# what is electrical licence worth?



## stump (Dec 13, 2008)

I was just wondering how much it is worth for a company to use your electrical licence i am from south dakota and really cant come up with a number or any ideas any help would be great. it is more a manufacturing company all work is done in one area.


----------



## JumboJack (Aug 14, 2007)

bout treefidy...


----------



## Celtic (May 23, 2007)

What is the offer?


----------



## SLSTech (Sep 13, 2008)

What's your name & reputation worth to you? 
You might want to get a good lawyer to review your options & possible consequences


----------



## stump (Dec 13, 2008)

no offers yet but there will be and just didnt want to get sold short.


----------



## Celtic (May 23, 2007)

Who will be paying for insurance?


----------



## Sportbilly (Oct 4, 2006)

How badly do you want your name on someone else's work?


----------



## mickeyco (May 13, 2006)

$3.00






.


----------



## Celtic (May 23, 2007)

Sportbilly said:


> How badly do you want your name on someone else's work?


It may not necessarily be "his" name.
The OP may be the license holder, while the company [and their name] is the business permit holder.

Many of the larger corporate EC's operate exactly as described.


----------



## stump (Dec 13, 2008)

they will pay for insurance. it is pretty hard to put a price on something like this mabe best thing is to wait for offer next week and work from there.


----------



## rbsremodeling (Nov 12, 2007)

150K a year plus 30% of the profits if there any.


----------



## Celtic (May 23, 2007)

In a previous life, I worked for a railroad [RR].
The RR needed "someone" to be the license holder so they could continue doing what they do....repairs, maintenance, new construction of facilities.

Long story short....the offer was $50/yr...which coincided with what the annual fee was for the license. [Tri-annual license = $150 every 3 years]
Obviously, this number did not include:
- what it cost to get the license in the first place
- cost of Continuing Education
- monetary limits imposed on the license holder as his license was now "spoken for".
- etc

I laughed at them....but "someone" took the "bait".

Expect an extremely low-ball offer.


----------



## stump (Dec 13, 2008)

No word yet but i expect a low ball offer. i was thinking mabe a percent of profit or mabe so much per quarter of year. any way you look at it there is no standard of what i should be looking for so hopefully the offer is good but probably not??????????


----------



## jbfan (Apr 1, 2004)

stump said:


> I was just wondering how much it is worth for a company to use your electrical licence i am from south dakota and really cant come up with a number or any ideas any help would be great. it is more a manufacturing company all work is done in one area.

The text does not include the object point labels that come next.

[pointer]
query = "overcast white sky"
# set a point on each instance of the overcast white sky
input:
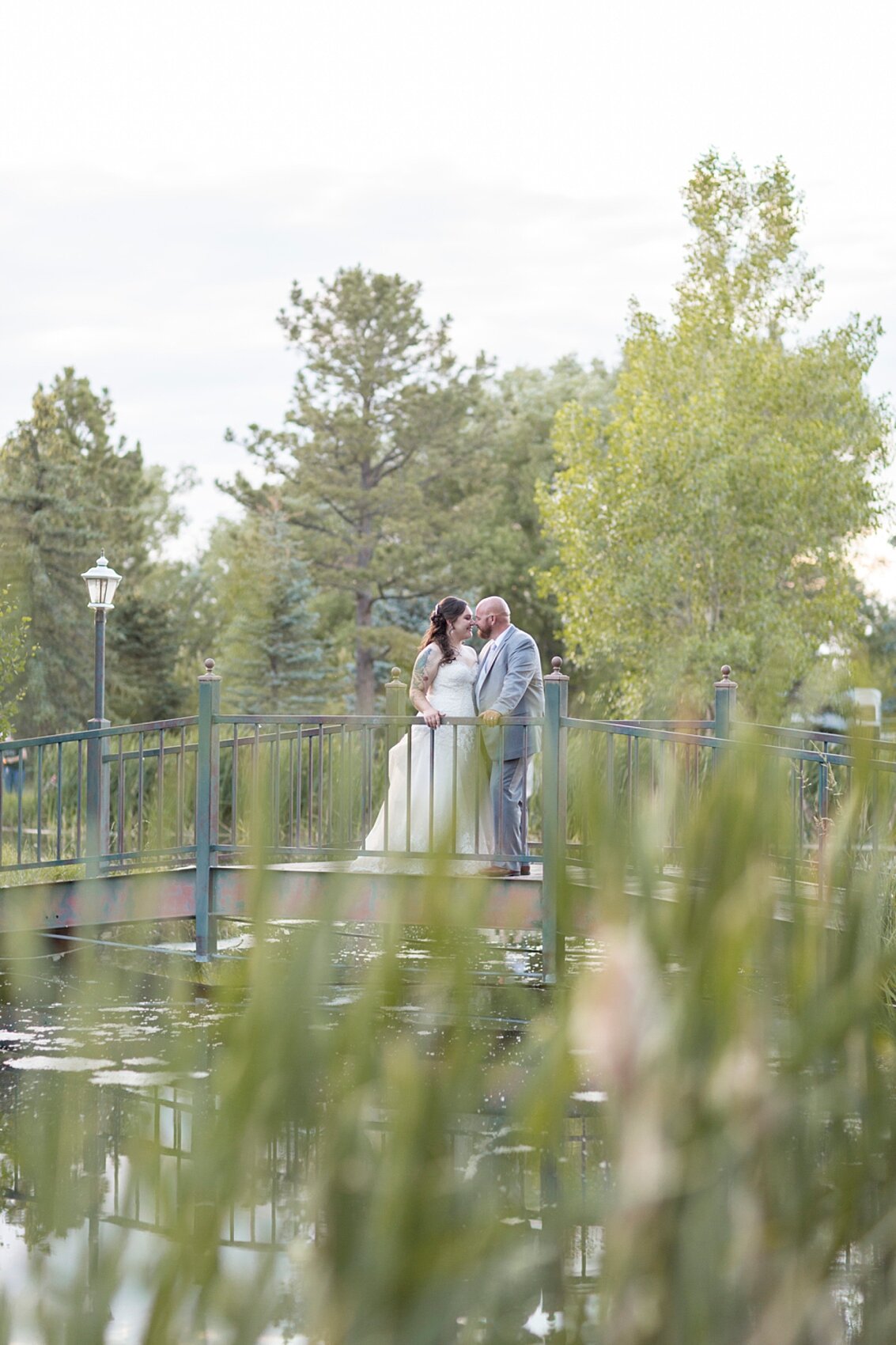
(166, 171)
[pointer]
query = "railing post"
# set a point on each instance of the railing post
(97, 816)
(396, 703)
(554, 774)
(725, 707)
(207, 771)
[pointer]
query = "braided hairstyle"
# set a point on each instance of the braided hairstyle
(440, 618)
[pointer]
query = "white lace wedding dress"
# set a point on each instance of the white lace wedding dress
(450, 801)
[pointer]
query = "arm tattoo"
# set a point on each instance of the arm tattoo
(418, 682)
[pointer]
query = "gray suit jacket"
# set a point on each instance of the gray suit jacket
(512, 686)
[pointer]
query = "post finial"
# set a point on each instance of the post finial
(556, 676)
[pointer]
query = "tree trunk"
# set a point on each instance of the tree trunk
(364, 655)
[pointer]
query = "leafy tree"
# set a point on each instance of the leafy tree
(15, 651)
(709, 517)
(67, 488)
(373, 463)
(502, 549)
(265, 630)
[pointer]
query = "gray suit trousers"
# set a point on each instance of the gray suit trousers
(508, 801)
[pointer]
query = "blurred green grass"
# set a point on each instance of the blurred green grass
(690, 1141)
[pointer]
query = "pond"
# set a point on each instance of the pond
(211, 1162)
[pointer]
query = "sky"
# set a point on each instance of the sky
(167, 172)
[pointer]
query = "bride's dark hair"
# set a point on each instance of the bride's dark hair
(443, 612)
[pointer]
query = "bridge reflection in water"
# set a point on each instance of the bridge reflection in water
(166, 820)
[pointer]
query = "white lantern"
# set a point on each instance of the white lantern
(101, 585)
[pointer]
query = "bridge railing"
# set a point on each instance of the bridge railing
(147, 793)
(218, 789)
(308, 787)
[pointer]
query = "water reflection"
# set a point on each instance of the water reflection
(111, 1150)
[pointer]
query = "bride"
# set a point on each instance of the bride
(437, 770)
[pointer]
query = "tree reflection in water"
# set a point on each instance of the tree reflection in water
(285, 1156)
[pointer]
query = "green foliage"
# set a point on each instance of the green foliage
(373, 464)
(502, 549)
(692, 1142)
(67, 488)
(265, 626)
(708, 518)
(15, 653)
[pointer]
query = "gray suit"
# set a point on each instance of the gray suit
(512, 685)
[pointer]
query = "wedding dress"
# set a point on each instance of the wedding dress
(450, 801)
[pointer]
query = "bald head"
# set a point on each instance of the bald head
(493, 618)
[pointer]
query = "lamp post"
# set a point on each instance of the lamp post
(101, 588)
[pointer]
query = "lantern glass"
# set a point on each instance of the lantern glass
(101, 582)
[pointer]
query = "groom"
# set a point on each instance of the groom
(508, 682)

Here in GA it can cost your license. You must work for the company that the license is used for, and it can be used for one company only.


----------



## Bkessler (Oct 8, 2005)

Bkessler's Avatar

Join Date: Feb 2007
Posts: 641

View Bkessler's Photo Album My Photos

Default Another interisting craigslist
C10 Licensed Electrician needed for venture partnership (SoCal)

Reply to: [email protected] [?]
Date: 2008-12-13, 1:07PM PST


We need to partner up with a c10 licensed electrician within the greater Los Angeles Area, for sub-contracting work involving ONLY low-voltage fiber optic connection installations from pole to house. Our existing workers will handle all jobs; you will not need to perform any of this work.

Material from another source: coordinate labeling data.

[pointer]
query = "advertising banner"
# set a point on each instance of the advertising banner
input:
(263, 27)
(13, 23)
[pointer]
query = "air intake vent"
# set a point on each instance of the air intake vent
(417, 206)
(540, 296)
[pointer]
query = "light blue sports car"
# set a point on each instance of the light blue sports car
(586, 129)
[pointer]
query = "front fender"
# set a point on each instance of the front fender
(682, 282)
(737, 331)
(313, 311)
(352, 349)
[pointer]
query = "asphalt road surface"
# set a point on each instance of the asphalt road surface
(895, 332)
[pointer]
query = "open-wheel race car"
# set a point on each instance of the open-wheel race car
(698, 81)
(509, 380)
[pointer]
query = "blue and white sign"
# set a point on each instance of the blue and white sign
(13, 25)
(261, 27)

No financial investment involved, no work involved except for occasional (optional) supervision of our workers on a random basis.

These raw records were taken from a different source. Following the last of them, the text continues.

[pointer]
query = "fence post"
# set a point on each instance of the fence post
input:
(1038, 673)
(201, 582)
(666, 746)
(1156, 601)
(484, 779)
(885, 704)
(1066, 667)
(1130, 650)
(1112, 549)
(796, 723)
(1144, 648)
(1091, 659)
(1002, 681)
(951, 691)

You must also provide allow us to be covered under your General Liability Insurance, Worker's Comp and your Bond.

In exchange, we will negotiate a flat-monthly fee for your help and partnership in this endeavor.

If interested, please contact Mario at 323-394-7666 for further details and to set up a meeting.





* Location: SoCal
* Compensation: minimum $2000.00 per month, higher depending on negotiations
* OK to highlight this job opening for persons with disabilities
* Principals only. Recruiters, please don't contact this job poster.
* Phone calls about this job are ok.
* Please do not contact job poster about other services, products or commercial interests.


PostingID: 956759836




Apparently 2000 a month unless your a good negotiator.


----------



## rjduke (Dec 20, 2008)

*Worst deal I have ever seen!!!!!!*



Bkessler said:


> Bkessler's Avatar
> 
> Join Date: Feb 2007
> Posts: 641
> ...


 Stay away from this deal. You cover the liability, all of the Work Comp. (which is based on payroll, your work comp bill could be over $2000 per month and you could end up with a ton of claims raising your insurance for the next 3-5 years) and they want you to cover them under YOUR Bond. Which means if they default on the job the bonding company comes in, does the job and then goes after you taking your home your business everything to pay for the job they had to finish. Bad Bad Bad deal.


----------